Da allora, ogni volta che qualcuno lo incontrava nei boschi, Rossano diceva di andare dove l’uomo misterioso piantò l’ulivo. Rossano sparì per un po’, ma durante un’estate di grande siccità una bambina di nome Marianna salì il crinale fino all’ulivo in cerca d’acqua. Con le mani graffiate e i piedi nudi, si inginocchiò e pregò per la sua famiglia e per la terra assetata come le aveva insegnato la nonna. Poco dopo, una piccola vena d’acqua iniziò a sgorgare alla base dell’albero, un miracolo che restò nel cuore di tutti.
Da quel giorno l’ulivo non smise più di fare frutti, anche nelle estati più dure, anche quando tutto intorno moriva, e così negli anni, l’Ulivo di Pietra divenne un simbolo. Gli anziani raccontavano la sua storia durante le processioni, i giovani portavano una foglia nel portafogli quando partivano, per non dimenticare le proprie radici.

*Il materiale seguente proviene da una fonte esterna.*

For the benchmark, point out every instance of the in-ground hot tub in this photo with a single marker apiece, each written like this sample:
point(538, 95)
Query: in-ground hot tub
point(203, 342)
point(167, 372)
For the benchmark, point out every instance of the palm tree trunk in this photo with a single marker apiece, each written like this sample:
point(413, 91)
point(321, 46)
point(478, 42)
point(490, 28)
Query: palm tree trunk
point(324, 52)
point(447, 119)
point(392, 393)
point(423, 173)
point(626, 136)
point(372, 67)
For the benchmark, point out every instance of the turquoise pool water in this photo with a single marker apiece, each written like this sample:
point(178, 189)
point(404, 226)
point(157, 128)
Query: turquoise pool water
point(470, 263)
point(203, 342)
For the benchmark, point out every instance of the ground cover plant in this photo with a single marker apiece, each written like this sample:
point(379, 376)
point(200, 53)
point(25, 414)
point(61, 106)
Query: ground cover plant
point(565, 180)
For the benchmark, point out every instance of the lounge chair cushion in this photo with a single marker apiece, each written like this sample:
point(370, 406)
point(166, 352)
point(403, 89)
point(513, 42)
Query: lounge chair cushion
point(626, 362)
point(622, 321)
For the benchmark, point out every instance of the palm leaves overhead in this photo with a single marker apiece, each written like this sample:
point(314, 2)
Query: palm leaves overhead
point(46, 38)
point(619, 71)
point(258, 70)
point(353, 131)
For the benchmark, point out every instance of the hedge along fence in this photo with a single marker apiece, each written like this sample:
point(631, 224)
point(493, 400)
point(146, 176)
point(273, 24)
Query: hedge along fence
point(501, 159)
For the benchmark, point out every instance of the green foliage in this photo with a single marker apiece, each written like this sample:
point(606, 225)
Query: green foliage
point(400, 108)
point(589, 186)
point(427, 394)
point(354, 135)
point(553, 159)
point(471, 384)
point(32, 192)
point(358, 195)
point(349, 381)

Di Rossano si persero le tracce, ma qualcuno giurava di averlo visto ancora, in silenzio, camminare tra i crinali, chinarsi a toccare il tronco dell’ulivo e poi sparire dietro le pieghe della montagna. Marianna, ormai anziana, raccontava ai nipoti che l’ulivo era un dono che ricordava a tutti che anche nei luoghi più duri può nascere la speranza. E i bambini, con gli occhi grandi, ascoltavano in silenzio, mentre il vento muoveva le foglie come pagine di un libro. E così, quando un giorno vide un uomo dagli occhi scuri sedersi accanto a lei, non si sorprese. I bambini si avvicinarono incuriositi, ma lui sorrise appena e si incamminò verso la montagna, lasciando dietro di sé un silenzio carico di memoria. Quando i bambini chiesero chi fosse, Marianna rispose: «Uno che torna ogni tanto, a vedere se l’ulivo respira ancora. Uno che non se n’è mai andato davvero».